Sectei e FCMS realizam oficina de esclarecimentos sobre o edital do FIC

Na tarde da última sexta-feira (8), participantes de diversas áreas da cultura do Estado lotaram a oficina de esclarecimentos e tira dúvidas sobre o Edital do Fundo de Investimentos Culturais (FIC), no auditório do Museu da Imagem e do Som (MIS-MS), ministrada pelo superintende do FIC, Ricardo Maia.

Entre diversas explicações que foram desde o surgimento do FIC até as últimas alterações do atual edital, Ricardo explicou também sobre alguns pontos na questão dos pareceristas que irão selecionar os candidatos.

“É importante que a gente consiga fomentar com o FIC todas as áreas artísticas, então o conselho de pareceristas terá o papel de observar isso, mas também de atender o que está colocado nas nossas diretrizes do Fundo e principalmente das políticas culturais do estado”, explicou o superintendente.

Serão 5 milhões de reais, sendo um milhão destinado às prefeituras dos municípios e os outros quatro para pessoas físicas de direito privado sem fins lucrativos e pessoas jurídicas de direito público, nas áreas de artes cênicas (ópera, dança, teatro e circo), audiovisual, biblioteca, artes visuais, artesanato, folclore, literatura, museus, música, patrimônio cultural e atividades de pesquisa e formação em qualquer área.

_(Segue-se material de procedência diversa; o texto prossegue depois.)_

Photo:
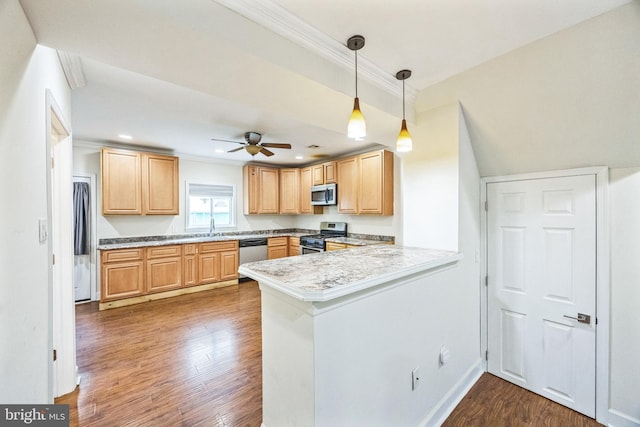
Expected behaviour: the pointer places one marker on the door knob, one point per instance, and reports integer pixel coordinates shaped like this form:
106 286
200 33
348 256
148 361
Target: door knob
582 318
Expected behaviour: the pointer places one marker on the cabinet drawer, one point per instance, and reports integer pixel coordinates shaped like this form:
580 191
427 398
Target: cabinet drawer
277 241
189 249
122 255
163 251
218 246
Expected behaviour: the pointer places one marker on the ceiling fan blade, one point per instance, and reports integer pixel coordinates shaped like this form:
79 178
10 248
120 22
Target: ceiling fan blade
275 145
228 140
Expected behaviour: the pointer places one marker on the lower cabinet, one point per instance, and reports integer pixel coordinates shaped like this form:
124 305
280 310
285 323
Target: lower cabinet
122 274
164 268
127 273
277 247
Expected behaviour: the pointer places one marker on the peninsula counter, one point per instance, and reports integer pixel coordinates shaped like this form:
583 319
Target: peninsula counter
336 332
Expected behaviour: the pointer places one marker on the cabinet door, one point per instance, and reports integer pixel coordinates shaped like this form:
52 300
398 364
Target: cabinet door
375 195
164 274
160 184
250 189
348 185
121 182
190 270
228 265
208 267
122 280
290 191
269 202
330 173
274 252
318 174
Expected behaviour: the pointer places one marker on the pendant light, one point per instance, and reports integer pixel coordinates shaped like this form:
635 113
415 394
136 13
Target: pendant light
404 143
357 128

Na plateia, historiadores, jornalistas, fotógrafos, dançarinos, artesãos, atores, sociólogos, pessoas ligadas ao movimento LGBT, educadores de diversas áreas, músicos, contadores de história, palhaços, capoeiristas, arquitetos, militantes da cultura e outros movimentos, representantes do Instituto do Patrimônio Histórico e Artístico Nacional (IPHAN), representantes de municípios do Mato Grosso do Sul, entre outros.

Antes de iniciar a oficina, os participantes se apresentaram, expondo as áreas de interesse em que desejam executar os projetos.
Diferente de outros encontros onde veteranos já contemplados se reúnem, boa parte dos presentes alegou desconhecer de que maneira funciona o edital.

“Sou tesoureiro da Associação de Capoeira Angola Camuanga e nunca participei. Viemos aqui para ver no que o FIC pode nos auxiliar, pois não trabalhos só com a capoeira, e sim com a permacultura, artesanato e outras coisas”, disse Marcos Alexandre Souza Campos.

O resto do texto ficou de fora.